Main basse sur l’agriculture mondiale: quelles réponses ?

Main basse sur l’agriculture mondiale: quelles réponses ?



Le forum « Global AgInvesting
Europe 2010 » de Soyatech va bientôt ouvrir ses portes
à Genève, l’une des capitales du négoce
international. Son but : promouvoir l’investissement dans les
produits financiers agricoles, l’agrobusiness et
l’acquisition de terres. Les 9 et 10 novembre prochains, leurs
profits vaudront mieux que nos vies dans les salons feutrés de
l’Hôtel Intercontinental. En attendant, une coordination
large, soutenue par solidaritéS, prépare la riposte :
conférence publique dans les locaux du syndicat UNIA, jeudi 4
novembre à 20h. ; manifestation devant l’Hôtel
intercontinental, mardi 9 novembre dès 11h.

On ne le sait que trop : plus d’un milliard d’être
humains souffrent de la faim, auxquels il faut ajouter deux milliards
de mal nourris. Parmi eux, sept sur dix sont des agriculteurs-trices,
dont cinq ne disposent pas d’une exploitation suffisante, et deux
sont des travailleurs ruraux sans terre, femmes et hommes.

Une concurrence destructrice

Fondamentalement, ce scandale découle de la marchandisation
généralisée de la production agricole, liée
intrinsèquement au capitalisme. En effet, les écarts de
productivité croissants ruinent un nombre toujours plus grand de
petits producteurs.
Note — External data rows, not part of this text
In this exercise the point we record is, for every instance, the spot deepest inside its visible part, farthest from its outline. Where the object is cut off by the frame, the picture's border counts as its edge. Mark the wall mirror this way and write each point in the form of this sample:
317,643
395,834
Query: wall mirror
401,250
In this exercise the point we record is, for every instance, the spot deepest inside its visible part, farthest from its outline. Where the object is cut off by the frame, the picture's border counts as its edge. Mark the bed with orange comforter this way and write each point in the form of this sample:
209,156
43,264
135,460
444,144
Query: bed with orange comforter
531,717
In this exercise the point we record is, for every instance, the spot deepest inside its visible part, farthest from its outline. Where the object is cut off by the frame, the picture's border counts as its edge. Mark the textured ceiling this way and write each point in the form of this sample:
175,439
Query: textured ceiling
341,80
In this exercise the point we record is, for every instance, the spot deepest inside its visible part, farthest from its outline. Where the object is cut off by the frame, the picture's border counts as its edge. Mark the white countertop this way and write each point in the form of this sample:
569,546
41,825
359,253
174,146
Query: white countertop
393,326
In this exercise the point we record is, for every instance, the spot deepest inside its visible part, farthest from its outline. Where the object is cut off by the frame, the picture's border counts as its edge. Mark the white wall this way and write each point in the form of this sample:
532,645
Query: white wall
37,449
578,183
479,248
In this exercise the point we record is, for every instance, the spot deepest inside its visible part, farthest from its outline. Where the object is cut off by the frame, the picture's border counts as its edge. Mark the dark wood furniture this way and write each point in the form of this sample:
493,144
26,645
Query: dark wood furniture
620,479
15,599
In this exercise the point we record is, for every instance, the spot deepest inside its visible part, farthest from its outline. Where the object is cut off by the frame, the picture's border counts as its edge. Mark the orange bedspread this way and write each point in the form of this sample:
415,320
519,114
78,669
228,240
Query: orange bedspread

Et cette concurrence effrénée est le
principal moteur de la paupérisation de la paysannerie et de son
expropriation par l’agrobusiness, qui prennent aujourd’hui
des proportions colossales : sur les 6,7 milliards d’habitant-e-s
de la planète, 52% vivent aujourd’hui « en ville
» ou « en bidonville ».

De surcroît, la libéralisation des échanges
agricoles, prévue par les accords de l’OMC, a brutalement
renforcé la compétition directe entre
agriculteurs-trices, dont la productivité du travail varie
d’un facteur 1 à 500 (une fois déduits les
coûts des intrants et l’amortissement du capital) (AFD,
2008) ! Pour aggraver encore cette situation, les mieux dotés
sont largement subventionnés, tandis que les plus fragiles ont
été privés de tout soutien public par les
programmes d’ajustement structurel du FMI.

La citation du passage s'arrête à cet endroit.